Decision rights (write them down)
Tiger team decides
template standards and which pages get rewritten first
internal linking rules inside the chosen scope
which measurement events get added
rules for public vs noindex vs gated for the scoped content
Escalate to exec sponsor
major navigation redesign
pricing claims, compliance, or security assertions
large engineering lifts competing with the roadmap
brand positioning shifts
48-hour rule
If a blocker isn’t cleared in 48 hours, escalate. Pace is the point.
Moving from Your Tiger Team to Lasting Capability
A tiger team is a change vehicle, not a permanent org chart box.
By month six, you should have
A repeatable playbook
“reference object” page template
vertical Q&A patterns
proof page standards
rules for claims and updates
A measurement system that keeps running
AI referral grouping where measurable
on-site behavior metrics
monthly scorecard cadence
Clear owners after the team ends
Content team: templates + refresh cadence
Web team: technical guardrails + release QA
SEO / AI search lead: query sets + competitive monitoring
Legal / security: claim review lanes
Sunsetting Criteria
End your tiger team when:
core templates exist and teams use them across the scoped area
measurement is live and reviewed monthly
at least 2 to 3 test cycles have run (learned, applied, repeated)

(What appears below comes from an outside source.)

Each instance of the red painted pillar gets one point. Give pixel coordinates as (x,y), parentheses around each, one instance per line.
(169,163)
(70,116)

the remaining backlog can be handled inside normal functions without escalation
After that, move from “tiger team” to a normal marketing operating system.

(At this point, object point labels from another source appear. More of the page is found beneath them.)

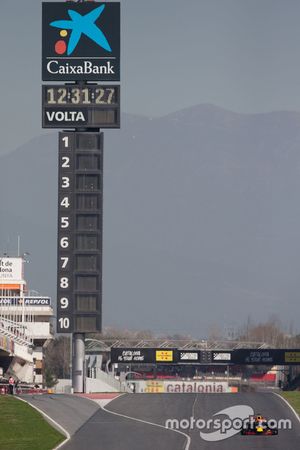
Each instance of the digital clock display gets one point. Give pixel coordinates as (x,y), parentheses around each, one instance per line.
(87,95)
(81,106)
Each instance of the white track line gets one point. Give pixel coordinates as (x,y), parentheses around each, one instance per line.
(289,405)
(48,418)
(188,443)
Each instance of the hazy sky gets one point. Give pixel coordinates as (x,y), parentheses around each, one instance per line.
(242,55)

Your Sample 6-month Plan to Get Moving
Months 1–2: foundation + first wins
build the priority query set for one product line
publish content templates (answer block, definition, troubleshooting, proof links)
fix top technical blockers in scope (indexing mistakes, broken canonicals, slow templates)
launch a dashboard with leading indicators
Months 3–4: scale inside the lane
rewrite the top 20 pages into reference objects
publish 3 proof surfaces (security, implementation, comparison)
run 2 controlled tests (structure, entity clarity, internal linking)
Months 5–6: embed and expand
document rules and refresh cadence
train internal teams on the template approach
expand to the next product line or vertical lane
fold the tiger team into standard team responsibilities
Your Next Steps to Get the Ball Rolling in 2026
Charter a 6-month GEO tiger team with:
one product or category scope
3–5 measurable outcomes
a weekly sprint cadence with clear decision rights
a defined end state and sunset criteria
Skip the big reorg. Start with a small team that publishes changes weekly, measures results, and turns what works into standards other teams can follow.